BY: Julia Barnes
If you looked at Tyke, my Welsh Harlequin drake, today and compared him to a picture I took in the spring, you wouldn’t believe me when I said they are the same bird. Twice a year all ducks go through a process called molting. Molting is when a bird replaces their old plumage with new feathers. After breeding season is over, the drakes will go through a different kind of molt than the females. Instead of just re-growing their normal bright plumage, they trade in their bright breeding plumage for the drabber colors of the female. The new feathers are called their eclipse plumage. Although this may not make sense for domestic waterfowl, they’re wild ancestors first developed this trait to better blend in to their environment when they lose their flight feathers and are unable to escape from predators.
My ducks are no different and twice a year I will come out to their pens and just see feathers all over the ground.
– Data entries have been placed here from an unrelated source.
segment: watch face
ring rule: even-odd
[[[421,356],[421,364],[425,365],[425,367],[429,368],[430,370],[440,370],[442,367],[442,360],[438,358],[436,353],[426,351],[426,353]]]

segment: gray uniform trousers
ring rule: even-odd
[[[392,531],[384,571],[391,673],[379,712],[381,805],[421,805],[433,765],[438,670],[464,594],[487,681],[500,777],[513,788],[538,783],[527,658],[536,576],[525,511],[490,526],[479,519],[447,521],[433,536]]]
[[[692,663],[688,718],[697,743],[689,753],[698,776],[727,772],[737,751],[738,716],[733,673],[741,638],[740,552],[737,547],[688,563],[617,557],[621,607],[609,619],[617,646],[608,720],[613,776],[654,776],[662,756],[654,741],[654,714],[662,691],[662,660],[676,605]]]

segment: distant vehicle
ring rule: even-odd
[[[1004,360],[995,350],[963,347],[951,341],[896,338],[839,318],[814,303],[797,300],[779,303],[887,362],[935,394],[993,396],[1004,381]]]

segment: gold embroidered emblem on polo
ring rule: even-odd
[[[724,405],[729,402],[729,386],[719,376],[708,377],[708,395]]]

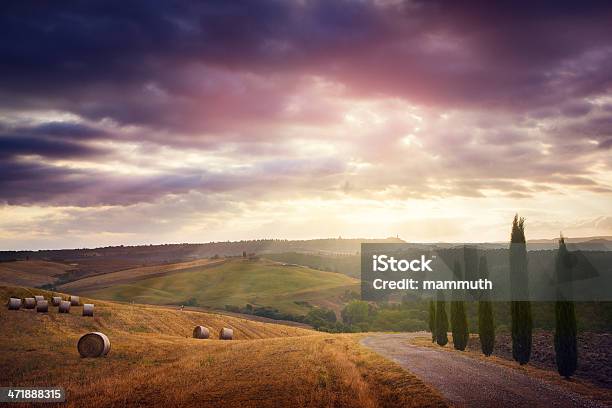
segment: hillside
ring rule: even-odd
[[[127,272],[119,272],[120,278]],[[129,273],[128,273],[129,274]],[[210,308],[226,305],[267,306],[283,313],[304,314],[310,305],[339,307],[348,290],[358,291],[359,281],[348,276],[268,260],[233,259],[203,265],[171,276],[159,276],[114,284],[97,277],[63,286],[79,294],[124,302],[148,304],[189,304]]]
[[[204,266],[214,266],[223,263],[223,260],[198,259],[189,262],[141,266],[117,272],[103,273],[68,282],[57,287],[63,291],[86,291],[107,288],[113,285],[137,282],[147,278],[160,277],[178,272],[199,271]]]
[[[41,286],[74,269],[74,266],[47,261],[0,262],[0,285]]]
[[[23,298],[34,295],[44,295],[49,298],[52,293],[57,292],[0,286],[1,299],[8,299],[10,296]],[[164,336],[191,337],[193,327],[200,324],[210,327],[213,337],[216,337],[219,330],[225,326],[234,329],[234,336],[237,339],[246,340],[315,333],[298,327],[256,322],[217,313],[181,311],[178,308],[158,308],[140,304],[123,305],[92,300],[87,297],[81,298],[81,303],[89,302],[96,305],[94,319],[83,319],[80,316],[80,307],[76,308],[74,313],[67,315],[58,314],[57,308],[53,307],[50,307],[48,315],[29,310],[8,313],[6,307],[3,307],[2,310],[6,312],[2,315],[3,327],[10,327],[18,332],[23,330],[26,333],[43,337],[46,330],[60,330],[68,333],[93,329],[101,329],[113,335],[154,333]],[[23,316],[27,318],[24,319]],[[35,322],[43,322],[44,327],[36,325],[30,327]],[[37,327],[41,329],[38,332],[35,330]]]
[[[0,297],[49,292],[0,287]],[[89,301],[89,299],[86,299]],[[446,406],[436,391],[363,349],[355,335],[318,334],[233,317],[93,301],[96,317],[0,309],[0,386],[60,386],[62,406]],[[78,308],[80,309],[80,308]],[[196,340],[196,324],[235,330]],[[108,356],[82,359],[78,338],[109,336]]]
[[[324,252],[355,253],[362,243],[404,242],[399,238],[326,238],[309,240],[257,239],[249,241],[207,242],[204,244],[162,244],[137,246],[112,246],[103,248],[56,249],[38,251],[0,251],[0,260],[53,260],[78,262],[84,259],[107,258],[128,262],[170,263],[198,258],[241,255],[247,253],[266,254],[273,252]]]
[[[266,258],[322,271],[338,272],[357,279],[361,276],[361,256],[359,254],[329,255],[307,252],[283,252],[268,254]]]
At first I always have a mini heart-attack thinking that a raccoon got into the pen before I realize that they are just starting to molt. As they lose more and more feathers they start looking pretty pathetic and shabby. Molting and re-growing feathers requires a lot of energy. To help them get through their molt, quickly boost their protein levels in their feed and avoid stressing your birds. Right now my drakes are in their eclipse plumage, but will soon shed their body feathers to sport their bright breeding colors again.